Each line modifies the x-axis on the ax object that was created in the section above. The set_major_locator
and set_minor_locator
methods detect where the tick marks should be located on the graph, and also specify tick spacing at 10 for major ticks and 1 for minor ticks.
The tick_params
line makes adjustments for the direction that the tick marks face on the graph (if there were an x-axis shown). In this case the minor tick marks are set to point outwards from the figure.
#put dividing lines
plt.plot([8.5, 8.5], [0, 23000], lw=1, color='grey', linestyle=":")
plt.plot([20.5, 20.5], [0, 23000], lw=1, color='grey', linestyle=":")
This section of code draws the grey dotted lines between each group. These lines serve to break up the portions of the graph so that it is immediately visible to the viewer where the salary breaks occur.
The pyplot.plot
method is called, and then there are some numbers. These numbers specify the coordinates of the endpoints of each line on the plot: the first two numbers are x-axis coordinates and the final two numbers are y-axis coordinates; in this case the lines are drawn after 8 years and after 20 years (the extra 0.5 is added to draw the line between boxes rather than on top of them).
Other parameters are specified in this section: the color of the lines is set to grey and the lines are dotted with “:”.
#add text to groups
ax.annotate('0-8 Years',
xy=(3, 1), xycoords='data', fontsize=14,
xytext=(.09, .55), textcoords='axes fraction',
horizontalalignment='left', verticalalignment='top', color='grey'
)
ax.annotate('9-20 Years',
xy=(3, 1), xycoords='data', fontsize=14,
xytext=(.35, .87), textcoords='axes fraction',
horizontalalignment='left', verticalalignment='top', color='grey'
)
ax.annotate('21+ Years',
xy=(3, 1), xycoords='data', fontsize=14,
xytext=(.75, .95), textcoords='axes fraction',
horizontalalignment='left', verticalalignment='top', color='grey'
)
This section adds the labels for each group.

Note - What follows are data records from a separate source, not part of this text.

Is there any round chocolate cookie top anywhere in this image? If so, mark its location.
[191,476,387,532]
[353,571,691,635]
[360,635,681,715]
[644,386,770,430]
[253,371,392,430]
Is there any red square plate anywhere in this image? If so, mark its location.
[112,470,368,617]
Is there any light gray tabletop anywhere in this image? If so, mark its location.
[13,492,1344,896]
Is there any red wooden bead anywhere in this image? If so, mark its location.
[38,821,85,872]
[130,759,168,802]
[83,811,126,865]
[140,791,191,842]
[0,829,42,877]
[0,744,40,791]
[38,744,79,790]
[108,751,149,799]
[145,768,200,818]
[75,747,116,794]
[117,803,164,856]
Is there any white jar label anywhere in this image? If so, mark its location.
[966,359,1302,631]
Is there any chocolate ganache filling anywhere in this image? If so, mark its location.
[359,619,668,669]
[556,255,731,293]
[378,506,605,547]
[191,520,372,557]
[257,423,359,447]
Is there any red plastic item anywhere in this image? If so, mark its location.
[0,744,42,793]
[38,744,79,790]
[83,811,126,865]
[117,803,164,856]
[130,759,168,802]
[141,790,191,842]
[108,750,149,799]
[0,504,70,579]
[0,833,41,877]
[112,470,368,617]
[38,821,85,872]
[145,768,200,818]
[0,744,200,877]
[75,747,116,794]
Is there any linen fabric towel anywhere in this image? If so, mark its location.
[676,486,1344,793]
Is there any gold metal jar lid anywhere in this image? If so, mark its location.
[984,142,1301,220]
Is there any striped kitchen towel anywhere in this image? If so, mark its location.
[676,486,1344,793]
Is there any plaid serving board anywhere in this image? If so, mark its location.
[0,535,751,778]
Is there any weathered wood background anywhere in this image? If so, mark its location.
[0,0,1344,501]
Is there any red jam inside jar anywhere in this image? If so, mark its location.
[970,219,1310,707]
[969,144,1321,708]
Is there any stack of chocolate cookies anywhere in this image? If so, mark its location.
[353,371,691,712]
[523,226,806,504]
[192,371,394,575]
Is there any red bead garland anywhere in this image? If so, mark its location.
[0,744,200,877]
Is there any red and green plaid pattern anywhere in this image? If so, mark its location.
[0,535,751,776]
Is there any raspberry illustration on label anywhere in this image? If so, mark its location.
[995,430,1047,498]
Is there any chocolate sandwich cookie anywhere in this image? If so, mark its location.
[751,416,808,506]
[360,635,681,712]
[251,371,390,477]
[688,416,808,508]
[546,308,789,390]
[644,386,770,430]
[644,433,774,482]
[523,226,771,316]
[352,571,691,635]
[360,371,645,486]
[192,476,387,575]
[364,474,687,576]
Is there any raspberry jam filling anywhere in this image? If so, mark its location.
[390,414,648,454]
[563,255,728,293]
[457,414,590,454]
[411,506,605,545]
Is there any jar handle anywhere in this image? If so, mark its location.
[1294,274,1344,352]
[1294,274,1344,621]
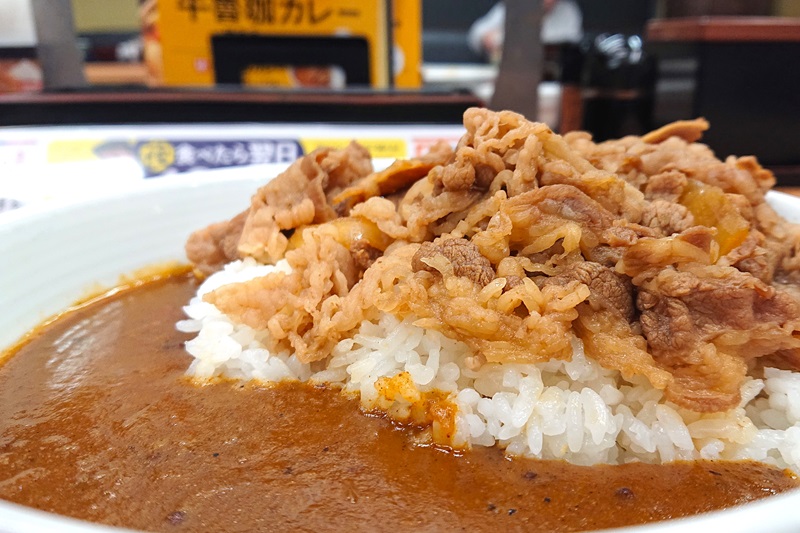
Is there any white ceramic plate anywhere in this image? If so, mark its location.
[0,174,800,533]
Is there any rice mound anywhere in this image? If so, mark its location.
[178,258,800,471]
[179,109,800,471]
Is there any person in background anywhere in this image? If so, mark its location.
[468,0,583,63]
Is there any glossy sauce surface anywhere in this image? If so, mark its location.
[0,276,797,531]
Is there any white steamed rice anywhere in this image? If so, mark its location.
[178,259,800,472]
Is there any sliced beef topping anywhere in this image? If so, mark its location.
[185,211,248,276]
[411,239,494,287]
[538,261,635,322]
[642,200,694,236]
[186,142,372,274]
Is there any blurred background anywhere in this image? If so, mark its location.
[0,0,800,210]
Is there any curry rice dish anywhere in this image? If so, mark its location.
[0,109,800,531]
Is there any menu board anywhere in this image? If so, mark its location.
[0,124,463,211]
[142,0,422,88]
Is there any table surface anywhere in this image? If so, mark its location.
[646,17,800,42]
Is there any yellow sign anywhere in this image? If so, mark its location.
[145,0,422,88]
[139,141,175,174]
[300,138,408,159]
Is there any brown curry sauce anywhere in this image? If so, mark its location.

The annotate method is called on the axis object, which relates coordinate positions to values on the axis. The text to be drawn is specified.
After this, an xy
variable is specified at (3,1). Annotate has a built-in feature to draw an arrow alongside the text, and this variable specifies the endpoint of said arrow. This part of the code is necessary, but the portion that draws the arrow is removed.
The font size is then set, followed by the text coordinate values (x followed by y). After that, textcoords specifies how the annotate function should read the coordinate values; in this case, as a fraction of the axes. The text was positioned manually through trial and error.
Finally, the horizontal alignment, vertical alignment, and color are specified. The alignment values help determine the positioning of the text; for each text box in this instance, the coordinates specify the location of the top left corner.
#get rid of unnecessary labels
ax.set(xlabel="", ylabel='')
ax.get_xaxis().set_visible(False)
This section of code removes the axis labels and the x axis. This was done because all the information needed to read the graph is currently present in the title, the values on the y-axis, and the group labels.
The set method sets the xlabel and ylabel to blank values. For the second line, ax.get_xaxis()
grabs the x axis as an object, and then .set_visible()
sets the visibility to false.
#set title
plt.title("Monthly Salary vs. Career Length", fontdict ={'fontsize':18})
The final line in the code chunk sets the title for the graph.